SAN FRANCISCO — For four-straight days this week, MLB Network ran hour-long specials to reveal the 2018 award winners. After each winner was announced, the Baseball Writers’ Association of America released full ballots on its website. 

Nobody connected to the Giants had any reason to really pay attention to any of this. 

The Giants did not, of course, have a winner or anyone that even came particularly close. But for a second-straight year, they also did not have a single player -- or their manager -- receive a single vote for any of the four major awards. 

The MVP ballot has 10 slots and 19 different players received at least one vote, but you couldn’t make the case for a Giant to even finish 10th. There was no Cy Young candidate and Bruce Bochy was out of the Manager of the Year race in the middle of the summer. The organization’s best shot at some consideration was in the Rookie of the Year balloting, but Dereck Rodriguez fell off a bit in September, and that was enough to keep him out of consideration for the third slot on ballots. Right-hander Walker Buehler of the Dodgers received 20 of the 30 third-place votes. 

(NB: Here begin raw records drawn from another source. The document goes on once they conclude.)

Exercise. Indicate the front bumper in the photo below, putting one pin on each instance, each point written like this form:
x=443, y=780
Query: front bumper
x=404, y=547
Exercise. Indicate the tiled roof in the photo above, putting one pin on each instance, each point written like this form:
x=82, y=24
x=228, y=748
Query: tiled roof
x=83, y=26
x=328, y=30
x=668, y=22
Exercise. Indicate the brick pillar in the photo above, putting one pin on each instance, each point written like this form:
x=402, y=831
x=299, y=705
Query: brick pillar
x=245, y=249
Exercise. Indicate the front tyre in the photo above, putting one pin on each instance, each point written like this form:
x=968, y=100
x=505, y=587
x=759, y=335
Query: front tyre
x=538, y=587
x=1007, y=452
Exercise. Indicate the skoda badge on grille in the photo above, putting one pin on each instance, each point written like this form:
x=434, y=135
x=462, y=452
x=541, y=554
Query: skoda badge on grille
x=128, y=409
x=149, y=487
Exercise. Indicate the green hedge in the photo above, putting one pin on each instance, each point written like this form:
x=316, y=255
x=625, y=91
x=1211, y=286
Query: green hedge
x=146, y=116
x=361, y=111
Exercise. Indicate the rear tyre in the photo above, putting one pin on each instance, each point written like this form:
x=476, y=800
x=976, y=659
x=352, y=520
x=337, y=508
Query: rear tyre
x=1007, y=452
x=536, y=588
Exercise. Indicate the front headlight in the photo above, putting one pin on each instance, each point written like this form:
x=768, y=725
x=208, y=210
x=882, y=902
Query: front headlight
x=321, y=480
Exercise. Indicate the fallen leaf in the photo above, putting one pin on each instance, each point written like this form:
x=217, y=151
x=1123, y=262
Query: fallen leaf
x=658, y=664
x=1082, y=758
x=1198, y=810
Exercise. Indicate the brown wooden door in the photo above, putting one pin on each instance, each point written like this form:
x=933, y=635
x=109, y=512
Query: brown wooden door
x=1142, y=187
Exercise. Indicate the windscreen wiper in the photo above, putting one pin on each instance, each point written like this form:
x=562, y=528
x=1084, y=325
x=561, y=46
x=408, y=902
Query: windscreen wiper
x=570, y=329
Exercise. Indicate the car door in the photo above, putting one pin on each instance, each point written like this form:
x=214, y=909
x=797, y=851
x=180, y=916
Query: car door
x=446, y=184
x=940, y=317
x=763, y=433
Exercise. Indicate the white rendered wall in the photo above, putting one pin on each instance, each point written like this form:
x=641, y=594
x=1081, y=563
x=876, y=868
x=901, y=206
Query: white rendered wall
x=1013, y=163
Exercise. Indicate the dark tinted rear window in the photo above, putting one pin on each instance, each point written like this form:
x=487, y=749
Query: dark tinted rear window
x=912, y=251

This has happened two consecutive years, and as our Ahmed Fareed pointed out, the Giants joined the Padres and Pirates as the only NL teams to not have a single MVP vote the past two seasons. It goes deeper, though. 

Last year, the Giants at least had a Gold Glove winner in Brandon Crawford. Buster Posey won the Silver Slugger Award at catcher last season, too. But in 2018, the Giants were shut out of those announcements as well.

Crawford failed to win a Gold Glove for the first time since 2014. Posey was shut down in August, ending any shot at awards. Madison Bumgarner is normally a threat for the Silver Slugger (which he's won twice), but he batted just .159. 

The end result was that the Giants did not receive a single vote for any of the four major awards and also did not pick up a Gold Glove or Silver Slugger. There will be no pregame ceremonies of any kind next April, and that’s rare. 

You have to go all the way back to 2007 to find a Giants team that didn’t get any recognition at all during awards season. Hunter Pence finished third in the Rookie of the Year balloting that year -- for the Astros, who were still in the National League. 

So, yeah, it’s been a long time since this has happened.